Tuesday, October 6, 2020

Movie with Abe: Charm City Kings

Charm City Kings
Directed by Angel Manuel Soto
Released October 8, 2020 (HBO Max)

There are certain status symbols that can come to define a culture. Children grow up seeing those they envy carrying themselves in a particular way and spending their time devoted to attaining what matters most. They likely will not understand what it means to actually have it, and a pursuit of what they believe counts as success may bring with it additional consequences and result in the sidelining of other equally important efforts. Being told that what role models or celebrities have isn’t worth the trouble rarely produces effective results, and often leads only to a greater desire for it.

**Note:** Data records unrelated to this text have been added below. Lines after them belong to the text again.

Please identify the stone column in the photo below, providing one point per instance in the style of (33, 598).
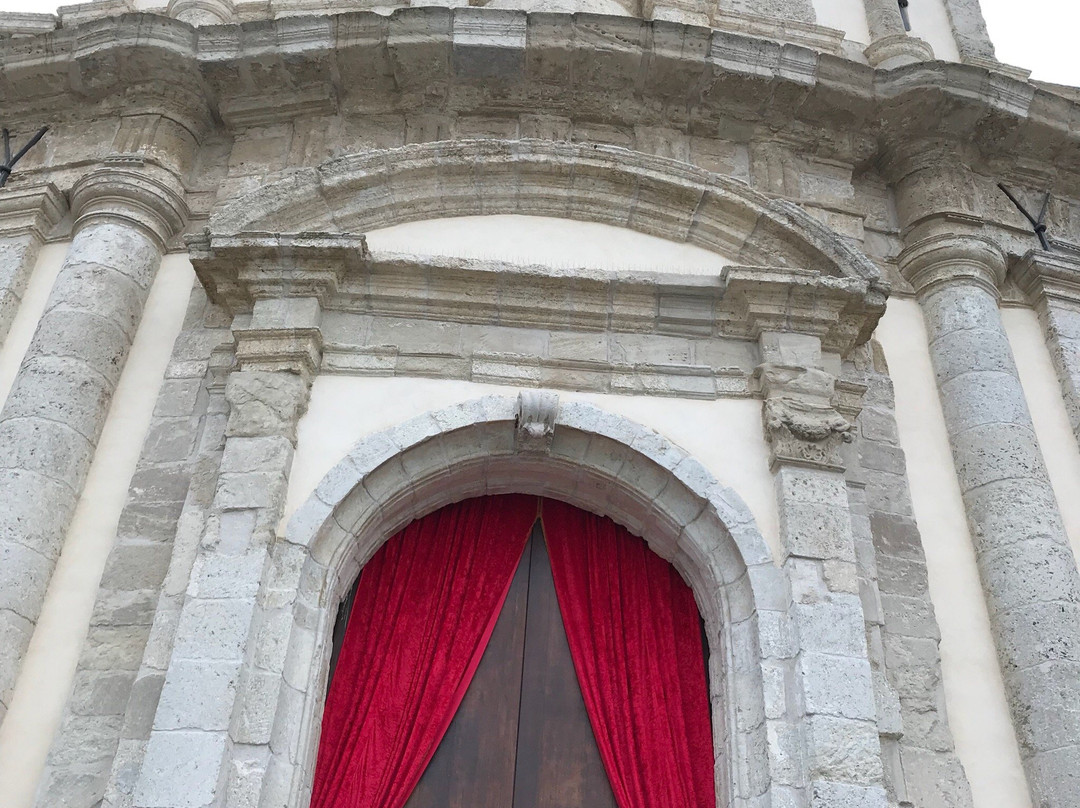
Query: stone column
(125, 211)
(204, 748)
(842, 752)
(1028, 573)
(1052, 283)
(969, 29)
(27, 215)
(891, 45)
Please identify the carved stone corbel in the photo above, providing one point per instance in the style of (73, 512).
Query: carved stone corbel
(800, 418)
(535, 426)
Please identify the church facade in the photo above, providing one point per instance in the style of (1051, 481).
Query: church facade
(788, 291)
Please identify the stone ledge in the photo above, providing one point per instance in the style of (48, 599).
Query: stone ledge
(741, 301)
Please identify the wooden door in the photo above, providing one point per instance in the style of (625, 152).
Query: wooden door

Mouse (Jahi Di’Allo Winston) is fourteen years old and mourning the death of his all-star brother Stro, who rode with the Midnight Clique, a local group of dirt-bike enthusiasts in Baltimore. He dreams about the future with his friends Lamont (Donielle T. Hansley Jr.) and Sweartagawd (Kezii Curtis), and sets his sights on a new arrival to the neighborhood, Nicki (Chandler DuPont). His mother (Teyonah Parris) is determined to subvert his interest in riding, as is Detective Rivers (William Catlett), who serves as a mentor of sorts to Mouse. When he meets one of his idols, the recently-paroled Blax (Meek Mill), Mouse is enthralled by the idea of working on bikes and in time earning his own, knowing full well the dangers of the world in which he wants to live.

This film is an immersive, beautiful portrait of Baltimore and a community where the vehicle you ride and the energy with which you ride it means everything to its members. Mouse watches videos of his brother not just to remember him but also to idolize his moves, hoping one day to be like him while his mother desperately works, in the limited time she has to spend with Mouse and his younger sister, to deter him from going down the same path. All of the teenage and adult characters here are magnificently complex, far more than stand-ins for law and criminality. Blax in particular insists on hard work and commitment from his new protégé and tries hard to protect him from the elements he knows may truly get Mouse into trouble.

I had the incredible opportunity to speak with director Angel Manuel Soto and star Jahi Di’Allo Winston earlier this week, and you can watch each of the two five-minute conversations below this post. Launching at the Sundance Film Festival in January ahead of a planned April theatrical release from Sony Pictures Classics turned into a reimagined premiere on HBO Max this Thursday, which both Soto and Winston see as a chance for people to see the film and for it to reach those in places like Puerto Rico and Baltimore. This film is marvelously shot with rich, intimate performances, and it presents a story that is genuine and heartfelt. Though it might be even more powerful and resounding if seen in a theater, its availability to watch at home still offers a rewarding experience brimming with talent on the screen and behind it.